World prices show why coins don't make cents
We all have one, that bottle, jar, dish or piggy bank full of loose change we hope one day will add up to a whole lot more. But that day may well have come and gone and you didn't even realise it.
At least once in recent years, as metal prices surged, the cost of making a humble coin exceeded its denomination. That is, the metals required to mint a HK$1 coin cost more than the value of a HK$1 coin.
With some of them forgotten at home, many lost and others damaged, the number of coins in circulation has dropped by 280 million to 5.25 billion since the Hong Kong government stopped making new coins in 1998. Over the same period, metal prices have rocketed and it could cost the Monetary Authority a fortune to make new coins now.
According to the regulator, HK$1, HK$2 and HK$5 coins are made of cupronickel, a copper alloy usually containing 75 per cent copper and 25 per cent nickel.
In 1998, copper cost the equivalent of about 1 HK cent per gram and nickel about 5 HK cents on the London Metal Exchange.
But nine years later, costs have surged to 6 HK cents per gram for copper and 41 HK cents for nickel.
This means the cost of making a HK$1 coin, excluding labour costs, was 15 HK cents in 1998. But in 2007, when nickel prices peaked, the cost reached HK$1.07 - more than the coin's face value.
Now the cost is around 66 cents, still six times as much as in 1998.
Surging metal prices presented a headache for many countries, the president of the Numismatic Society, Ma Tak-wo, said.
'The turbulent nickel market is a pain for minters,' he said. Many regions, including Hong Kong, had sought to use steel as an alternative.
In the 80s, all the local cent coins were made of nickel brass, a combination of copper, zinc and nickel, but since 1993, brass-plated steel had been used instead for 10- and 50-cent coins, Ma said.
On the other hand, 20-cent coins are still made of nickel brass. A rough calculation by the Post showed the cost of making a 20 cent coin out of nickel brass was about 15 HK cents, while making it out of steel would cost about seven-tenths of one cent.
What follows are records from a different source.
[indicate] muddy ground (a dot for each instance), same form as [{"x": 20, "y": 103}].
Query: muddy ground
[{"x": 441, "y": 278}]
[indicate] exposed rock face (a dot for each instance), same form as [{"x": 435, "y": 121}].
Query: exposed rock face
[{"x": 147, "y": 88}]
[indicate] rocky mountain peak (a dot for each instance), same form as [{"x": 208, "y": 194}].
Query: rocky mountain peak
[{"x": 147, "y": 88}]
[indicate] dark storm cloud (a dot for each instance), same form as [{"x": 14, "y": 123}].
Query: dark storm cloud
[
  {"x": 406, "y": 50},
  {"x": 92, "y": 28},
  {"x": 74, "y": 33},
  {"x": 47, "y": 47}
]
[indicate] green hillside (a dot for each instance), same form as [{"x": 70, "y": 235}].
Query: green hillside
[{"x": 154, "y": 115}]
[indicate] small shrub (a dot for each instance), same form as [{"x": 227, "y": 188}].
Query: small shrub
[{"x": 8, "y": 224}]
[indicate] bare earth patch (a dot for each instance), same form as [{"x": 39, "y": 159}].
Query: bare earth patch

'If the government wants to reduce the cost in making coins, it can change the metal components or reduce their weight,' Ma suggested.
Changing the weight of coins was unusual, but not impossible, and usually took place when there was a complete redesign of a coin.
However, as soft drink and snack machines recognised coins of different values by their weight, if the weight of coins was changed, people had to change the setting of vendor machines too, he said.
The Elizabeth II coin, minted from the 1970s to the 1990s, had a wavy edge and weighed 2.59g. While a bauhinia had replaced the Queen's face on coins after the handover, their weight was the same, Ma said.
The rise in the use of 'electronic money' had cut public demand for coins, senior economist at Hang Seng Bank Irina Fan Yuen-yee said.
'Octopus cards and credit cards can be used at stores. People do not use physical money that often,' she said. Coins of smaller denominations could be phased out over coming years, she said.
Dr Mo Pak-hung, an economist at Baptist University, said fast development in Asia ruled out chances for a big drop in metal prices, but coin making would not be a trouble as long as governments explored the use of different materials.
There had been no minting of new coins since 1999 because the demand had been stable, a Monetary Authority spokesman said. It would continue to monitor the trend to see if it was necessary to mint new coins.